Parents, too, can play a role in diminishing students’ competitive mindsets, Duvall says. If parents can instead emphasize collaboration and openness early on in a child’s life, then students will be able to thrive in a healthier environment, without the constant pressure of having to do better than their peers.
Steps toward solutions
To start affecting change, McGee believes conversation must begin in the classroom. He points to the model of a freshman reflection seminar at a national university. These seminars are run by faculty and identify a hot issue related to student life that needs to be addressed. “We need to think about how we can create conditions for that kind of dialogue,” he said. The best outcome will only occur through full and complete honesty. McGee says if a teacher takes action against students who speak of a cheating experience in a space of open dialogue, it will not be tolerated.
Gunn administration is already planning to hold student focus groups in January to start drafting ideas to alleviate cheating. “Some of the possibilities would be to revise some policies in the student handbook or more opportunities for students for retesting and requizzing,” Herrmann said. Another idea she hopes will take root is the creation of a peer court, where a group of peers evaluate one’s actions and determine the measures needed to earn back the trust of teachers and classmates.
“Some of the possibilities would be to revise some policies in the student handbook or more opportunities for students for retesting and requizzing.”
—Principal Dr.

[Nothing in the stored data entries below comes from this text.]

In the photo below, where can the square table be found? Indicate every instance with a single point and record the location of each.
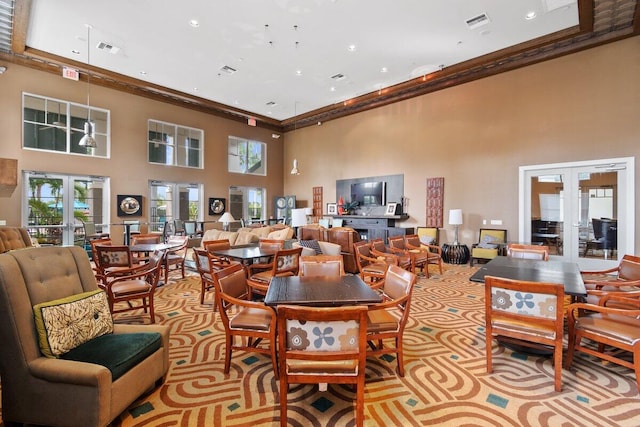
(320, 291)
(552, 271)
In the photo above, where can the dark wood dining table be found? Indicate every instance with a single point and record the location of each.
(552, 271)
(245, 254)
(320, 291)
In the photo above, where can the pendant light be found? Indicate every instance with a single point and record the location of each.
(88, 140)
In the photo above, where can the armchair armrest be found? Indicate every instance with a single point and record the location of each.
(70, 372)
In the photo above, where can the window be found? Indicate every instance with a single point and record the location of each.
(169, 201)
(248, 157)
(175, 145)
(54, 125)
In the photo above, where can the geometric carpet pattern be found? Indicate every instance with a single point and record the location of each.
(445, 379)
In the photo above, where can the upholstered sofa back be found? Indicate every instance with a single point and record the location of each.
(14, 238)
(248, 235)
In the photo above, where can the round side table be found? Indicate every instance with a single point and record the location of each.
(455, 253)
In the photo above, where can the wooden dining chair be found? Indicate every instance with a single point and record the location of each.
(243, 318)
(413, 243)
(387, 320)
(320, 345)
(372, 269)
(321, 265)
(612, 329)
(206, 263)
(523, 251)
(110, 258)
(525, 313)
(136, 283)
(286, 262)
(141, 239)
(379, 249)
(176, 256)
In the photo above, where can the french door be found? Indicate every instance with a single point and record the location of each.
(55, 206)
(584, 211)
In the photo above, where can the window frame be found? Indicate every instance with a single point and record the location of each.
(235, 158)
(73, 129)
(176, 153)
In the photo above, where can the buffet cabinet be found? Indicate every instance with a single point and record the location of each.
(376, 227)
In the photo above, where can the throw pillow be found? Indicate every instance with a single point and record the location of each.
(427, 240)
(312, 244)
(66, 323)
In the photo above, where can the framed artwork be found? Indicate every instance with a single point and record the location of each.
(217, 205)
(129, 205)
(435, 202)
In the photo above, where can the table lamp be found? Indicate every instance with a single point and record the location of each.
(298, 218)
(455, 219)
(225, 219)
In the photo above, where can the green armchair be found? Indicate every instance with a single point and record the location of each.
(48, 379)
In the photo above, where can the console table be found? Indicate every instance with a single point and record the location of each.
(455, 253)
(376, 227)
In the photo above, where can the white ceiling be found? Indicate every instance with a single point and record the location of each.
(268, 41)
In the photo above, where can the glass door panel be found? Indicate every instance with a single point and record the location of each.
(583, 211)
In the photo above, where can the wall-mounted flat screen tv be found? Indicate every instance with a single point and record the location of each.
(369, 193)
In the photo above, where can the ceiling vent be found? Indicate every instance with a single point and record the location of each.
(228, 70)
(478, 21)
(108, 48)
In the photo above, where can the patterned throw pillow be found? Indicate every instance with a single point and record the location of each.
(312, 244)
(322, 336)
(66, 323)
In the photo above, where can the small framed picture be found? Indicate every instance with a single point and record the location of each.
(391, 209)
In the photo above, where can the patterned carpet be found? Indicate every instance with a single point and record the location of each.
(445, 381)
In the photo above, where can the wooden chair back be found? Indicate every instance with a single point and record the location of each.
(306, 358)
(528, 313)
(321, 265)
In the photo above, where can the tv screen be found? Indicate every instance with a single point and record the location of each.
(368, 193)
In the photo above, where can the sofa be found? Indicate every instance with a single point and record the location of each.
(47, 379)
(249, 235)
(12, 238)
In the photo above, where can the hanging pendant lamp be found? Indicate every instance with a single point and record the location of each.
(89, 138)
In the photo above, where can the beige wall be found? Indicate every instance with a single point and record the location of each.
(128, 169)
(580, 107)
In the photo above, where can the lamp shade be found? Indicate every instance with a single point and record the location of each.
(226, 218)
(455, 217)
(298, 217)
(294, 170)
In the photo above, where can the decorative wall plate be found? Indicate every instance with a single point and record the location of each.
(129, 205)
(217, 206)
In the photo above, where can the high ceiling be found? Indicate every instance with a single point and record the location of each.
(287, 62)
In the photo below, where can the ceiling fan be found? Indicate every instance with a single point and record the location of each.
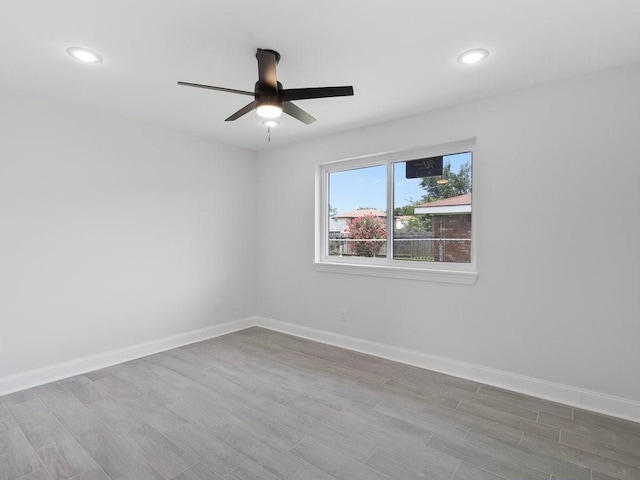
(269, 98)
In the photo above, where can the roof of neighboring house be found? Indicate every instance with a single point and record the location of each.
(336, 225)
(360, 213)
(449, 202)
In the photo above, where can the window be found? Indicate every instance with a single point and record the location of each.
(402, 214)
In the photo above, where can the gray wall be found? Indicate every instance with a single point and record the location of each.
(556, 194)
(115, 232)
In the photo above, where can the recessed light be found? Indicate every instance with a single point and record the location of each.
(84, 55)
(473, 56)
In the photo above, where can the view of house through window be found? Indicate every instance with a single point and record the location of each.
(430, 204)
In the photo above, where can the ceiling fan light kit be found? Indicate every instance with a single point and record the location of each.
(269, 98)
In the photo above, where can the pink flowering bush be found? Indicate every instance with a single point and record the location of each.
(368, 227)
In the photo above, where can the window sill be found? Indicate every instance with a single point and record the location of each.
(423, 274)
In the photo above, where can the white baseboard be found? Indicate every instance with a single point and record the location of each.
(565, 394)
(40, 376)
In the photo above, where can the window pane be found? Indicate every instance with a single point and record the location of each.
(432, 213)
(357, 212)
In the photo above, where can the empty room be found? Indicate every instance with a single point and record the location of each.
(319, 240)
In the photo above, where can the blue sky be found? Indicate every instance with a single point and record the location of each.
(367, 187)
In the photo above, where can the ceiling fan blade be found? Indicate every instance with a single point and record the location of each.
(297, 113)
(243, 111)
(320, 92)
(221, 89)
(267, 61)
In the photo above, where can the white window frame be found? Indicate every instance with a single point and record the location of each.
(449, 272)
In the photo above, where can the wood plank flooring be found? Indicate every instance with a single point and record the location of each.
(257, 404)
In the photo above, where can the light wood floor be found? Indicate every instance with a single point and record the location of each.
(261, 405)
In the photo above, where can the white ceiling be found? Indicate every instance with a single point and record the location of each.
(400, 55)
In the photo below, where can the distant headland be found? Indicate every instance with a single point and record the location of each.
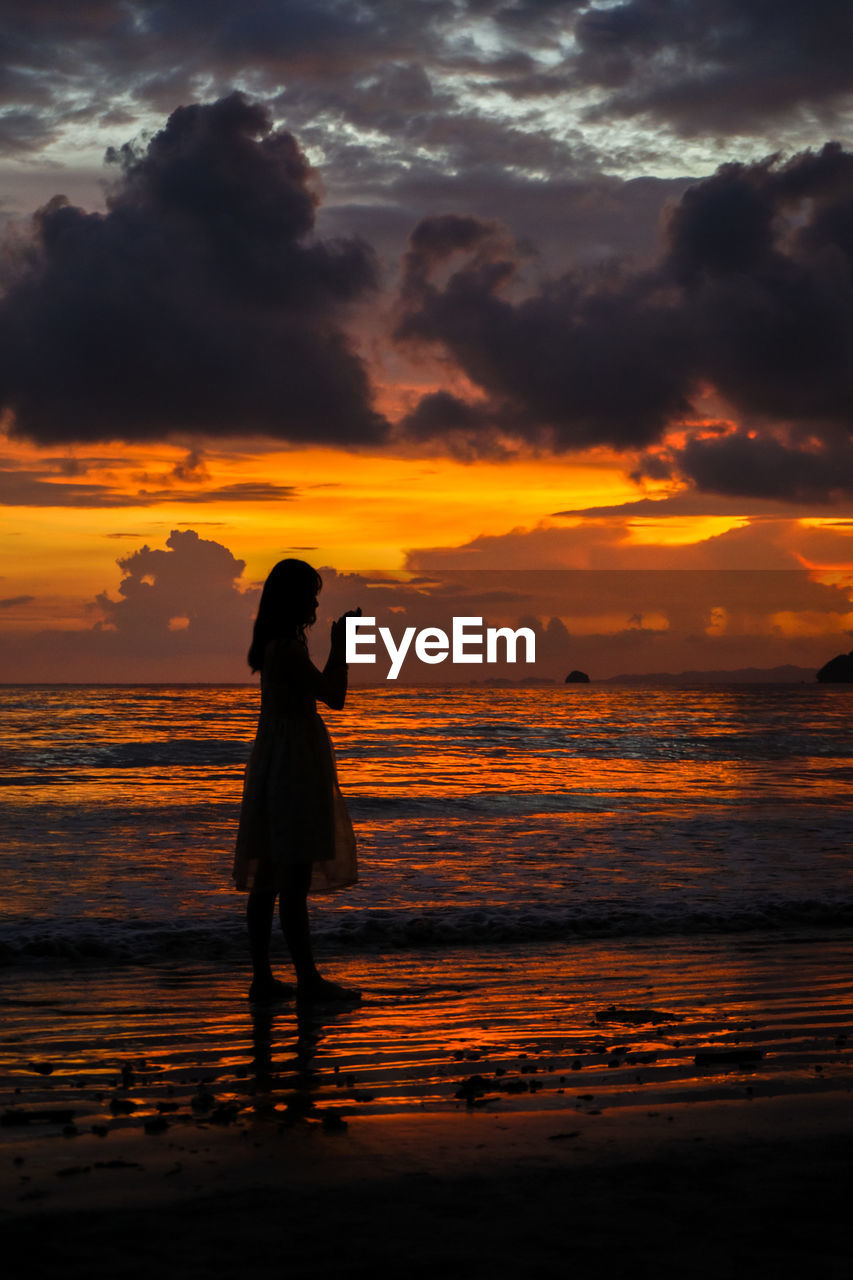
(838, 670)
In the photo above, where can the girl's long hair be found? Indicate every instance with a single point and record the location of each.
(286, 606)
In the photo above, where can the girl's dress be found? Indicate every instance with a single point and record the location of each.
(292, 809)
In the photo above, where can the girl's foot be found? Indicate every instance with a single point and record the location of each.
(267, 991)
(320, 991)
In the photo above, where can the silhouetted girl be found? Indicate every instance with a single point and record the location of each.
(295, 833)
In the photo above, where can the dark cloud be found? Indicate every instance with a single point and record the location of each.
(752, 297)
(183, 612)
(27, 487)
(199, 302)
(587, 359)
(747, 465)
(710, 65)
(191, 589)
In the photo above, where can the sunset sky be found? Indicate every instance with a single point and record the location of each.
(436, 287)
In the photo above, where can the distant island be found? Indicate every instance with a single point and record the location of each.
(838, 670)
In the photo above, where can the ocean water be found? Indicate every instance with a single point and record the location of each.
(483, 816)
(578, 897)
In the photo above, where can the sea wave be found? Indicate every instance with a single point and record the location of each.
(377, 931)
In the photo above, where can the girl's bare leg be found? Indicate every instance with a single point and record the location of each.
(297, 933)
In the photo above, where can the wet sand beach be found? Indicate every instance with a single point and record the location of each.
(611, 1106)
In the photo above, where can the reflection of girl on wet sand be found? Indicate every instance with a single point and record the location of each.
(295, 833)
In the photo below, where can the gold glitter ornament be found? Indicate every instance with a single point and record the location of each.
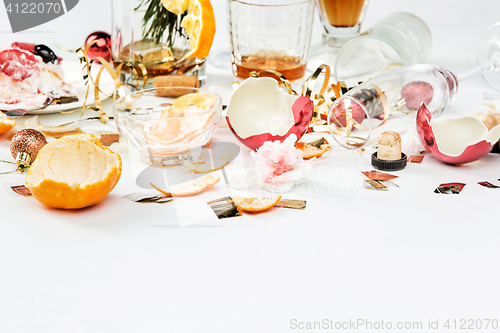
(25, 146)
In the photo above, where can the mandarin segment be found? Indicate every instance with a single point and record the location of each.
(200, 27)
(176, 6)
(73, 172)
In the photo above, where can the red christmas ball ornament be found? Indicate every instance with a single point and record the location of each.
(101, 45)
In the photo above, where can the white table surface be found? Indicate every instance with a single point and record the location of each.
(406, 255)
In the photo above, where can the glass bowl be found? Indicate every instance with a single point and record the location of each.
(168, 130)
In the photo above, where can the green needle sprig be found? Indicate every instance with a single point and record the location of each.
(157, 20)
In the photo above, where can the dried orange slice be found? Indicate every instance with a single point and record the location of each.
(310, 151)
(6, 124)
(73, 172)
(191, 187)
(199, 24)
(176, 6)
(255, 204)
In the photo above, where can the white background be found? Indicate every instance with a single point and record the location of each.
(402, 255)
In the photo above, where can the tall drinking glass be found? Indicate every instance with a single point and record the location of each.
(267, 36)
(400, 39)
(341, 19)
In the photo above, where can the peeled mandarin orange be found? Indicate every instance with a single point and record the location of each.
(199, 24)
(181, 120)
(176, 6)
(73, 172)
(6, 124)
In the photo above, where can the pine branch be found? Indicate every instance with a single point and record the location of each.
(157, 19)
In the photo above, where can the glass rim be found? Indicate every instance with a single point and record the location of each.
(245, 2)
(402, 56)
(215, 107)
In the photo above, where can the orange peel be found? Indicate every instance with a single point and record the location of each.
(310, 151)
(255, 204)
(73, 172)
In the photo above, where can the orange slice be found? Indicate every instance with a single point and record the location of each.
(176, 6)
(6, 124)
(73, 172)
(191, 187)
(255, 204)
(199, 24)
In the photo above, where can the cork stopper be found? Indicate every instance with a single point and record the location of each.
(389, 146)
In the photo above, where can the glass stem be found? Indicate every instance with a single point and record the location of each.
(475, 71)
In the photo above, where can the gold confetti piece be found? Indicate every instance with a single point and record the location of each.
(109, 139)
(194, 186)
(309, 151)
(450, 188)
(378, 185)
(224, 208)
(416, 158)
(22, 190)
(289, 203)
(202, 167)
(377, 175)
(142, 197)
(255, 204)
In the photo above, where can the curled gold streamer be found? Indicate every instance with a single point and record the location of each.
(311, 81)
(87, 78)
(280, 76)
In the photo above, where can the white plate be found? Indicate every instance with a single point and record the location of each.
(73, 75)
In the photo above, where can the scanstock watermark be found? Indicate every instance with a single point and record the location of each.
(355, 324)
(450, 324)
(26, 14)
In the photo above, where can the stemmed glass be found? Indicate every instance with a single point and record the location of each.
(404, 89)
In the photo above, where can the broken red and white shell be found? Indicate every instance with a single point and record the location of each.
(258, 111)
(455, 140)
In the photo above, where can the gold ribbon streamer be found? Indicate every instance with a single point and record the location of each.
(282, 78)
(86, 66)
(310, 83)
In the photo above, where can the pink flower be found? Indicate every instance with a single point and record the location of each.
(279, 165)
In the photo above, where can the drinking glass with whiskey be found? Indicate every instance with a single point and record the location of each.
(270, 36)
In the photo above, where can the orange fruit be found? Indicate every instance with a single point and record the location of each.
(199, 24)
(176, 6)
(255, 204)
(6, 124)
(73, 172)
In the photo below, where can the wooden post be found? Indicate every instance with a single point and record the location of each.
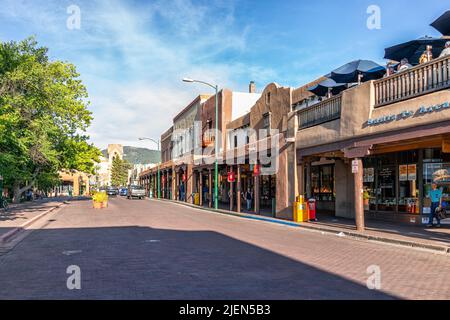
(357, 170)
(231, 192)
(238, 189)
(210, 188)
(200, 191)
(256, 194)
(308, 192)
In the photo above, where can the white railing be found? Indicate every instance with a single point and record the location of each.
(327, 110)
(420, 80)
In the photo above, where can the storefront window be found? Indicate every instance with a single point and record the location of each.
(322, 182)
(369, 196)
(408, 198)
(438, 173)
(387, 200)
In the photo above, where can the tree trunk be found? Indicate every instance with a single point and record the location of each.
(19, 191)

Denise Herrmann
Nonetheless, an internal shift needs to occur, too. “[Students] think that just because they don’t get it right away, they’re not going to get it. If after some initial attempts at learning and they’re not getting it, they’re likely to slip into some poor choices,” Herrmann said. “We want to build on the idea of helping students develop a growth mindset, that it’s okay not to know something and that it’s okay to ask for help and it’s okay to be thinking over assessment over time.”
While some degree of cheating will always remain on campus, we must also realize that we are already quite honest. Ariely says what administrators can do to discourage cheating is create a strict, specific set of rules for behavior. When somebody says, “Don’t cheat,” it’s too broad and not enough to stop someone from behaving dishonestly. What we need are guidelines that clearly define what people are expected and allowed to do and not do. “We can make dishonesty harder,” he said. “We can remind people that a betrayal of honesty is a betrayal of a social good, and we can remind people of the importance of honesty.”
McGee goes a step further and asks the community as a whole needs to look at success from a more multidimensional angle. “When students feel like their ultimate final exam is what college they go to, they may be more inclined to cheat,” he said.
But life is about more than that, and your grades don’t define who you are. “The deepest satisfaction in my professional life is hearing from former students and how they impacted other people’s lives based on lessons they had learned in my classes,” McGee said. “That is my final exam.”